De Blasio, a vocal supporter of the "Fight for $15" movement, will make the announcement this afternoon, at the offices of District Council 37, NYC's largest public employee union. Its website states, "Our members care for the sick, the children, the elderly. We maintain bridges, parks, roads and subways. We staff the hospitals, schools, libraries, social service centers and city colleges. We do the clerical work, the maintenance work, the technical work that keeps this city running. Our state members uphold rent regulations and serve as interpreters and reporters in the courts. Some of us wear uniforms, some of us wear hard hats, some of us use computers or calculators."

The wage will be phased in by 2018. School crossing guards, pre-K teachers, and many seasonal workers will see their hourly wages increase significantly.

The Times adds:

The majority of the city’s 300,000 employees already earn $15 an hour or more, officials said. Mr. de Blasio’s plan would affect about 20,000 unionized workers, mostly represented by District Council 37, and 30,000 employees of outside organizations — like day-care providers — whose services are paid for by the city.

The increase in wages is expected to cost an additional $238 million over the next five years, concerning some fiscal experts. “The mayor has been lucky so far with the economy,” said Nicole Gelinas of the Manhattan Institute. “If a recession comes, higher wages will have to mean more layoffs."

Just before Christmas, de Blasio also announced the city will offer six weeks of paid parental leave for non-union city workers.

Mayor de Blasio at a Fight for $15 rally in November 2015 (Getty Images)

Hector Figueroa, president of the powerful union 32BJ, said, "When New York City fast food workers launched their fight for $15 three years ago they started a movement that swept through our city and our country.

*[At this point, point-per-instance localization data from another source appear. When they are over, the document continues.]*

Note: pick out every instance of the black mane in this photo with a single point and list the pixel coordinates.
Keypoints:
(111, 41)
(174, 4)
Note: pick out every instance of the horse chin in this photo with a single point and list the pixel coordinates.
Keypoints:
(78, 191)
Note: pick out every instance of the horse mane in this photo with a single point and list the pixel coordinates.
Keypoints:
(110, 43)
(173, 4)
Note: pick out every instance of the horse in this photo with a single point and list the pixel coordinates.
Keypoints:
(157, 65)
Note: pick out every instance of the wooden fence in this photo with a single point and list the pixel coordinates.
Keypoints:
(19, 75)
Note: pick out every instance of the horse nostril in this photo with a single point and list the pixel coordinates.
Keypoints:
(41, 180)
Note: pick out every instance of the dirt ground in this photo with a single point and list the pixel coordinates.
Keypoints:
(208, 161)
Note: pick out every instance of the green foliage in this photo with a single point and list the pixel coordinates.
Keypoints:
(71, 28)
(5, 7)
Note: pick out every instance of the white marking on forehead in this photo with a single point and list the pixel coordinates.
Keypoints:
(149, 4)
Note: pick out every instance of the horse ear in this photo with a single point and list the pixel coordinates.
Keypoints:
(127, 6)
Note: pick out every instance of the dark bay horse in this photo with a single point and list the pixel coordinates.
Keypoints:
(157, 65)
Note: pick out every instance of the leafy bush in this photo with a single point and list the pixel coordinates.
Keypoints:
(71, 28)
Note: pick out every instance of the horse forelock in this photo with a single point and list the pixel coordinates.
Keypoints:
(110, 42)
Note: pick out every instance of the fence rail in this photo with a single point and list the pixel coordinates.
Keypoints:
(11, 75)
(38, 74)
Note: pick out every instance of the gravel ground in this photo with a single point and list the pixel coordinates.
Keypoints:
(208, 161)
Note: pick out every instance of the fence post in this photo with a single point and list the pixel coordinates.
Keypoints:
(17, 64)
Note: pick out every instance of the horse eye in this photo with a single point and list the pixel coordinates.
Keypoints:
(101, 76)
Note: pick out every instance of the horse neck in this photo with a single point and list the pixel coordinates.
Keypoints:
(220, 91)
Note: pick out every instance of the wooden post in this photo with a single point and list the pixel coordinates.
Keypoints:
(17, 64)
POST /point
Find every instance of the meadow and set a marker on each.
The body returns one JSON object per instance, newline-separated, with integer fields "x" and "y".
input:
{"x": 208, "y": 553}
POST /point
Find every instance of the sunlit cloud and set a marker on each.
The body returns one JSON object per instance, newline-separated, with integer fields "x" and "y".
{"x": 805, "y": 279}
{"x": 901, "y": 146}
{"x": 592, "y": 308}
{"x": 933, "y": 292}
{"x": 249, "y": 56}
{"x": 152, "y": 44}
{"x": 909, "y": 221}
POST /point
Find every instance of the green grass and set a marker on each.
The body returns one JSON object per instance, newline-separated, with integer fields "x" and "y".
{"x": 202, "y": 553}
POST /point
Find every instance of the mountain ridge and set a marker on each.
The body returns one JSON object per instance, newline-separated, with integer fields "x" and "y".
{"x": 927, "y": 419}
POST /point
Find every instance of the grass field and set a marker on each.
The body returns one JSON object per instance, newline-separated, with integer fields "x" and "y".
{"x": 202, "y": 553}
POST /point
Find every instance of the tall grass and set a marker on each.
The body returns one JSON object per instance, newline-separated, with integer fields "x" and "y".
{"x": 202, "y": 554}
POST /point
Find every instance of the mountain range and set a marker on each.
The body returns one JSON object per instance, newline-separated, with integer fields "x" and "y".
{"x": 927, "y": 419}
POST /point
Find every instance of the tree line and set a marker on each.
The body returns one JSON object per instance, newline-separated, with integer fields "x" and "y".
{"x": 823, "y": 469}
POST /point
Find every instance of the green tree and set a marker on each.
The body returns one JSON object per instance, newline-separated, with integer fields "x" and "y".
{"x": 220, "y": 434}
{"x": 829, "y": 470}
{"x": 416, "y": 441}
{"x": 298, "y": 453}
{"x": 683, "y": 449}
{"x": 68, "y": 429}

Mayor de Blasio stood on the picket line with the first strikers and now he's putting his steadfast support of fair pay in action with his plan to raise the minimum wage for city employees and city-contracted employees. 32BJ members know what a difference good pay makes and now more than 50,000 workers will see that difference for themselves. This is good for these workers and their families, good for their communities and good for our city."

In the past half year, Governor Cuomo has been slowly raising state workers' minimum wage to $15/hour, most recently raising SUNY workers' wages this week. The governor is reportedly feeling "pressure" to increase paid parental leave because of de Blasio's decision.